Değerli Kur’an dostları geçen dersimizde Yasin suresinin 40. ayetine kadar işlemiştik. Geçen ders tefsirini yaptığımız ayetleri hatırlayacak olursak ve ayetüh lehüm (41) serisi idi. Yani onlar için belgeler, ayetler, işaretler, dersler vardır. Kim onlar? Elbette bizler, Kur’an ın tüm muhatapları. Ders alacak aklı, görecek gözü, çalışan yüreği, düşünecek zihni ve Akleden kalbi olanlar için. Varlık kitabını Akleden kalp sahipleri okurlar. Varlığa bir kitap gibi bakarlar. Varlık kitabını okumayanın ilahi kitabı tek başına okumuş olması çok büyük bir anlam ifade etmez. Çünkü ilahi hitap bu varlık kitabının bir şerhi, bir tefsiri, bir açıklamasıdır.

İşte bugün de 41. ayetle devam edeceğimiz dersimiz, ilgili seriye ait varlık kitabına atıfla başlıyor.


41-) Ve ayetün lehüm enna hamelna zürriyyetehüm fiyl fülkil meşhun;

Bizim onların zürriyetlerini o dopdolu gemilerde yüklenip taşımamız da onlar için bir işarettir! (A. Hulûsi)

41 - Bir âyet de onlara o dolu gemide zürriyetlerini taşımamız. (Elmalı)


Ve ayetün lehüm enna hamelna zürriyyetehüm fiyl fülkil meşhun bizim, onların nesillerini, zürriyetlerini dolu gemilerle taşımamızda da onlar için bir ders vardır, bir öğüt vardır. Yani bu da bir ayettir ve bu ayette okunmalı, anlaşılmalı, tefsir edilmeli, te’vil edilmeli, teşrih edilmelidir. Suya kaldırma kuvveti veren ilahi yasaya bir atıf, bu ayet o.

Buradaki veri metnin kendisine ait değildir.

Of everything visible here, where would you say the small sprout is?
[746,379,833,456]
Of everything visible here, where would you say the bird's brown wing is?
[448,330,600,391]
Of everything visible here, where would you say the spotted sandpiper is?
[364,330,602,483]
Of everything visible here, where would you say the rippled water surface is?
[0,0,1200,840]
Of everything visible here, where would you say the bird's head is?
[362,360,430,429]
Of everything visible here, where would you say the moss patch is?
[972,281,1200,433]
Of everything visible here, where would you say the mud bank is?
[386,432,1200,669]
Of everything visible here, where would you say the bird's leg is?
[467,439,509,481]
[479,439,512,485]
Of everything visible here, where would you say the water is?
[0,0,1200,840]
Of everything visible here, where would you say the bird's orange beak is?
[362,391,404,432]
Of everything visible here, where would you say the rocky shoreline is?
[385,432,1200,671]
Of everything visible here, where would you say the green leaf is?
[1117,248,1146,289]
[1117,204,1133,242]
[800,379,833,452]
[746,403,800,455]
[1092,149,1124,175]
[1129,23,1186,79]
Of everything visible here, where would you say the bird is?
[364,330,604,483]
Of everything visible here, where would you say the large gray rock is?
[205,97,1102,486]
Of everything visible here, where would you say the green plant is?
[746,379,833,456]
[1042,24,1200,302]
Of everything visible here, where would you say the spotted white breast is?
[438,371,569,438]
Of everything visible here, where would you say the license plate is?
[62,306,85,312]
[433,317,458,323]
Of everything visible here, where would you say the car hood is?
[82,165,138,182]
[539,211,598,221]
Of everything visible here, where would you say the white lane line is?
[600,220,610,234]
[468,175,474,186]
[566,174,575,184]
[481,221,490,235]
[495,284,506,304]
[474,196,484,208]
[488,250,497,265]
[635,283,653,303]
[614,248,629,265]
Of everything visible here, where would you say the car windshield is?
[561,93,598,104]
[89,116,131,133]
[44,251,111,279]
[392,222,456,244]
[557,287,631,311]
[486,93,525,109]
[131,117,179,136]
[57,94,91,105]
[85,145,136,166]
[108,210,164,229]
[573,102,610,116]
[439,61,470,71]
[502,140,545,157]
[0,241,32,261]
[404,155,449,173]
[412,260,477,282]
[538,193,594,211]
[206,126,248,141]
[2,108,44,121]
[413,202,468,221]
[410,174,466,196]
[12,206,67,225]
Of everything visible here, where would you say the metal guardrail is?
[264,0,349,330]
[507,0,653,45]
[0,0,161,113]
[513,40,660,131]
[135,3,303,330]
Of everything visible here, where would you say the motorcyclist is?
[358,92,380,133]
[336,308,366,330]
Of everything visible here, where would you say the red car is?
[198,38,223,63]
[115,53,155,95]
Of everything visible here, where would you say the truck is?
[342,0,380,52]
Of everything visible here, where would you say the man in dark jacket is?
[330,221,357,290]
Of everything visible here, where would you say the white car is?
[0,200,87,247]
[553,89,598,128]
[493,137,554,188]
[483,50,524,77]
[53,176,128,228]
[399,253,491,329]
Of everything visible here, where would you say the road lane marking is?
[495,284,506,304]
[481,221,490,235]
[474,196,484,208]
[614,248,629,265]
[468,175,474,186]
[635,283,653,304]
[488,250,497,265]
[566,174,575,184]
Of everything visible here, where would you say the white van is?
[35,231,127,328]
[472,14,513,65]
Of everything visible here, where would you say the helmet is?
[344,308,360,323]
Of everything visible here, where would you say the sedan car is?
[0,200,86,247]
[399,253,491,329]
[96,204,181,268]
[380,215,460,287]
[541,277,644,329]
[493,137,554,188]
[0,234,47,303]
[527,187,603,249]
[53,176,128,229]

Ve ayetün lehüm onlar için dersler vardır, ayetler vardır diyen her ayet biraz önce de değindiğim gibi muhatabına hitap eder. Yani varlığa gören, sadece bakan değil, baktığını gören bir gözle bakan herkes varlığı okunacak bir kitap gibi görür. Dahası varlığı bir parmak gibi görür, işaret eden bir parmak, işaret parmağı. Neye işaret ediyor, neyi gösteriyor diye sorar.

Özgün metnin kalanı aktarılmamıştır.